Institut Ayalon
La période du mandat britannique en Palestine n’a duré que 30 ans, mais elle a laissé de nombreux sites qu’on peut voir aux quatre coins d’Israël. Des forts militaires, des installations électriques, des systèmes d’eau, des prisons…. Des journées entières de visites pourraient être consacrées à cette période du 20ème siècle. Un des sites les plus remarquables est sans conteste l’Institut Ayalon. Ce site est situé à une vingtaine de kilomètres au sud de Tel Aviv, à côté de Rehovot. Il s’agit d’un kibboutz crée dans les années 1930 avec pour mission officielle de former les nouveaux immigrants qui voulaient habiter et travailler dans un kibboutz. Officieusement, ce kibboutz a été créé pour fabriquer des armes pour le Palmah, l’unité d’élite de la Haganah (groupe de défense juive).
Yossef Avidar, chef des industries militaires clandestines israéliennes, avait mis en place un plan pour faire venir des machines pour fabriquer des balles.
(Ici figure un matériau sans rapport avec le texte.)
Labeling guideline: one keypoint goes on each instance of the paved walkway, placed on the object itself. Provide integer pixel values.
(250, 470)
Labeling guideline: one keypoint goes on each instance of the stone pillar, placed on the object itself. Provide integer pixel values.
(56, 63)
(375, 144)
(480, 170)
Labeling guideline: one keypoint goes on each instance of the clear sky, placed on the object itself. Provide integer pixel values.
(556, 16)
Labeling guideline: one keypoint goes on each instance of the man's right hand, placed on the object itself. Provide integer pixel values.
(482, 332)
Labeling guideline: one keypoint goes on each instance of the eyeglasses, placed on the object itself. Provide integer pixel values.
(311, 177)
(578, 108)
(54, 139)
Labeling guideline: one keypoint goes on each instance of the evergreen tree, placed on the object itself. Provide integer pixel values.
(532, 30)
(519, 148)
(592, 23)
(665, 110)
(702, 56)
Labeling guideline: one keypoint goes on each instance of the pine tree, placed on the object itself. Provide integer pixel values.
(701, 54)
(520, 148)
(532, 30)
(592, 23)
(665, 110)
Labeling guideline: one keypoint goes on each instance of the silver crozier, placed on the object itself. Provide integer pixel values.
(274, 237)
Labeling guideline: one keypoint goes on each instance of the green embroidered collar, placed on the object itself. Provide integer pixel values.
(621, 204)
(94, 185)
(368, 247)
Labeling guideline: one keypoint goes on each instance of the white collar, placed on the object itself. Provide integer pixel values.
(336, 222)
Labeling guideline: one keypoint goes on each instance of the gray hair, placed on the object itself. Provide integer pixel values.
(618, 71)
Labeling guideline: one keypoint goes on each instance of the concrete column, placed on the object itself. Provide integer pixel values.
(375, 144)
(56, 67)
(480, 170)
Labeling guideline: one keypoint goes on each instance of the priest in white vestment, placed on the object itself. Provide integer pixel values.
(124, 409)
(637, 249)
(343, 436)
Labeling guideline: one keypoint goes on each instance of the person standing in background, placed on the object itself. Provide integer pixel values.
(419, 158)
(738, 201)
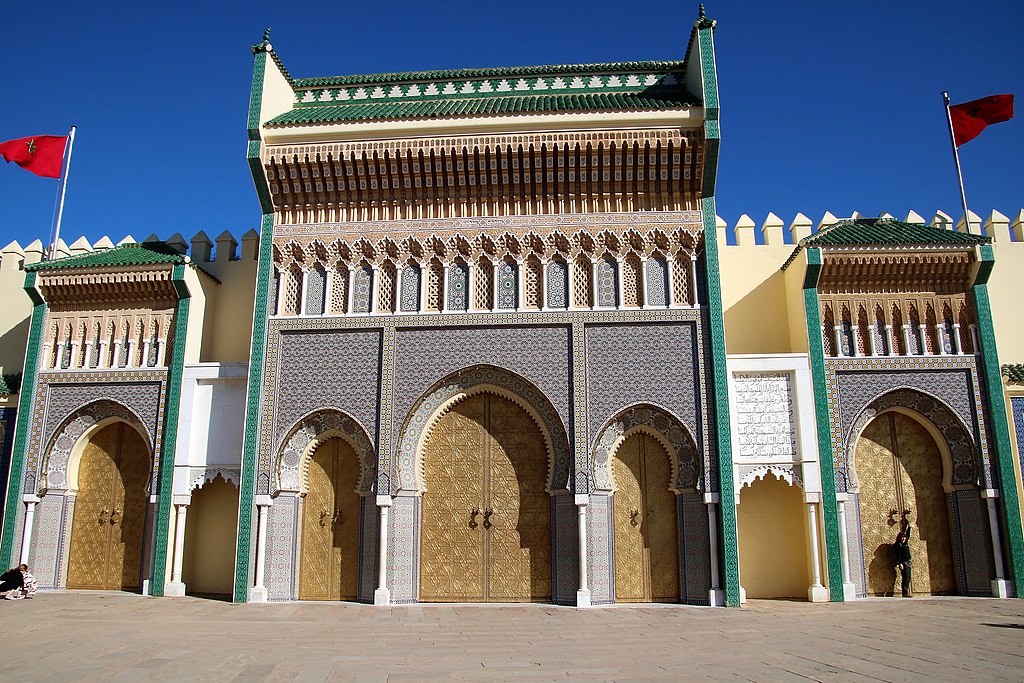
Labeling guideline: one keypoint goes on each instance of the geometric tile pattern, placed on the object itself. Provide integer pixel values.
(292, 470)
(408, 474)
(139, 393)
(650, 364)
(853, 383)
(666, 427)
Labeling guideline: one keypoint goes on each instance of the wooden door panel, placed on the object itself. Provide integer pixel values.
(631, 562)
(91, 531)
(518, 542)
(452, 545)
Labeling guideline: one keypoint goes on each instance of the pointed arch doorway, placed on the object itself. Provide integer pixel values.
(899, 471)
(485, 512)
(646, 531)
(329, 564)
(109, 522)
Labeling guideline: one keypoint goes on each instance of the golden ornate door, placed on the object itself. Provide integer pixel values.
(900, 473)
(486, 516)
(110, 511)
(646, 531)
(329, 564)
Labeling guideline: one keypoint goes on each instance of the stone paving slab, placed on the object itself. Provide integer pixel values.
(107, 636)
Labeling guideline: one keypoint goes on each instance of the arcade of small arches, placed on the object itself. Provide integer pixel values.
(606, 270)
(905, 327)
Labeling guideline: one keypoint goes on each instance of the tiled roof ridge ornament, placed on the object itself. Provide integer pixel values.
(702, 20)
(265, 45)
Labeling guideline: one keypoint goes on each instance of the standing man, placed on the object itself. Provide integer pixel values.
(902, 551)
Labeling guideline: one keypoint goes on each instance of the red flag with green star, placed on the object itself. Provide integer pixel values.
(971, 118)
(43, 155)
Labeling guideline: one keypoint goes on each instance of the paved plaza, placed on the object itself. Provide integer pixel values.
(122, 637)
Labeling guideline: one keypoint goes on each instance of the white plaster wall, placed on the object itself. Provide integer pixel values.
(210, 426)
(797, 366)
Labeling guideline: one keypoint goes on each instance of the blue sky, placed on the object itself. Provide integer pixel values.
(825, 105)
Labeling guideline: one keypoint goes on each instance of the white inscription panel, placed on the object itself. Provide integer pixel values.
(764, 416)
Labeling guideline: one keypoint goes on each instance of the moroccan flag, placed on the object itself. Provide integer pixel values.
(971, 118)
(43, 155)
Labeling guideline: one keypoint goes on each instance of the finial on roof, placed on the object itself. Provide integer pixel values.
(702, 20)
(265, 45)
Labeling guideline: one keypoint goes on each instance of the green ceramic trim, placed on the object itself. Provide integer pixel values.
(816, 351)
(175, 371)
(716, 325)
(997, 415)
(243, 560)
(23, 421)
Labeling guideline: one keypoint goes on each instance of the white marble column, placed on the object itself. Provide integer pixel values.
(620, 283)
(643, 285)
(176, 588)
(670, 268)
(583, 594)
(817, 592)
(351, 291)
(716, 596)
(258, 591)
(1000, 587)
(693, 280)
(382, 596)
(375, 289)
(30, 518)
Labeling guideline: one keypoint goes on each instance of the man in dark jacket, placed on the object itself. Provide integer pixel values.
(12, 580)
(901, 549)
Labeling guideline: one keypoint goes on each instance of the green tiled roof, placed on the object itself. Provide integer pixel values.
(887, 231)
(1014, 373)
(606, 86)
(9, 384)
(476, 105)
(148, 253)
(494, 72)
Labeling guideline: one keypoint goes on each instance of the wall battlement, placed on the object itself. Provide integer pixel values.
(773, 231)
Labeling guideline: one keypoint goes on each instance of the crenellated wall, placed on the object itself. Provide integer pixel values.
(763, 305)
(227, 325)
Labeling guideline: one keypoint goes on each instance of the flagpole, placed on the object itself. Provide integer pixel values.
(960, 174)
(64, 187)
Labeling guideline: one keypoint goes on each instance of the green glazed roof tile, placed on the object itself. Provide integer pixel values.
(147, 253)
(1014, 373)
(495, 72)
(9, 384)
(476, 105)
(887, 231)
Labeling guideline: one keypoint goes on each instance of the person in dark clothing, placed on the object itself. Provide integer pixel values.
(13, 580)
(901, 549)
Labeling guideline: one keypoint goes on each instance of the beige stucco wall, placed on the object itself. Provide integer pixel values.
(211, 525)
(774, 560)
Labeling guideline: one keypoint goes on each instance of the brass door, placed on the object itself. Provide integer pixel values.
(486, 516)
(646, 531)
(110, 511)
(329, 564)
(900, 473)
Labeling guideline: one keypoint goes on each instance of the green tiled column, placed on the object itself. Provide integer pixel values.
(25, 400)
(996, 406)
(175, 371)
(829, 506)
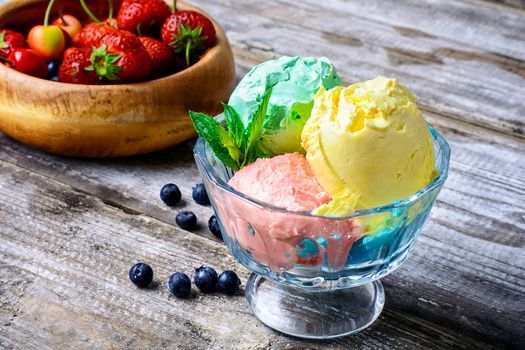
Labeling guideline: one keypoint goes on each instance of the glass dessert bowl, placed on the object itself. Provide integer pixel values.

En effet, la difficulté principale à l’époque ne résidait pas dans la fabrication des armes mais des balles. Il s’agissait de fabriquer en très grande quantité des balles de 9 mm pour les mitraillettes Sten utilisées par les groupes de défense sionistes.
Le site du Kibboutz Ayalon a été choisi car il était à quelques centaines de mètres d’une caserne militaire britannique et d’une gare. Quel intérêt à être à proximité d’une caserne britannique ? C’était l’idée de Yossef Avidar : « les britanniques n’iront jamais chercher des activités clandestines à proximité de leur caserne car il faudrait être fou pour faire ça sous leur nez !!! ». Pourquoi près d’une gare ? Car les machines de fabrication de balles vont faire un bruit terrible et il sera masqué par les trains.
La Haganah va recruter un groupe de 45 adolescents et jeunes adultes et se lancer dans cette mission top secrète dont ils ne pouvaient parler à personne.
C’est ainsi qu’en deux semaines (!!!) une usine clandestine de fabrication de balles est aménagée. Elle se situe 8 mètres sous le kibboutz, et on peut y accéder par la buanderie du kibboutz. Tout a été pensé : un système de ventilation avec renouvellement d’air régulier, des fours et des machines à laver pour couvrir le bruit et l’odeur de l’usine, un pas de tir pour essayer les balles, des rations de nourriture supplémentaires pour les jeunes qui travaillaient dans l’usine et même des lampes à UV pour compenser le manque de vitamines D dû à leur faible exposition au soleil. Chaque soir, une inspection très minutieuse était faite pour s’assurer que les travailleurs ne portent aucune trace de leur activité sur eux : vérification des cheveux, chaussures, vêtements….
Pour justifier d’une utilisation intense des machines à laver (qui tournaient toute la journée pour masquer les bruits des machines de l’usine clandestine), le kibboutz va proposer des services de buanderie aux résidents extérieurs du kibboutz. Et quand des britanniques commencent à venir au kibboutz pour bénéficier de ces services, on leur proposera un service de récupération/livraison pour éviter la présence anglaise au kibboutz Ayalon.
On peut également voir les différents moyens utilisés pour sortir les balles de l’usine : jarres de lait à double fond, camion de livraison de carburant avec des caches….
Cette usine va fabriquer plus de 2.5 millions de balles pendant trois ans entre 1945 et 1948. C’est plus de 40 000 balles par jour qui sont fabriquées au plus fort de l’activité. C’est ainsi que de nombreuses batailles de la Guerre d’Indépendance ont pu être gagnées grâce à ces balles. David Ben Gourion a reconnu l’activité extraordinaire de ces jeunes pendant 3 ans qui ont largement aidé à gagner la Guerre d’Indépendance.
A partir de l’indépendance d’Israël le 14 mai 1948, cette usine n’aura plus besoin d’être clandestine et le site sera déplacé.
Les 45 jeunes qui ont participé à cette formidable aventure vont rester ensemble après la guerre d’indépendance et créer le kibboutz Ma’agan Michael en 1949, près de Zichron Yaakov. Ce n’est que 30 ans après le début de cette aventure, en 1975, que cette histoire a été révélée au grand public.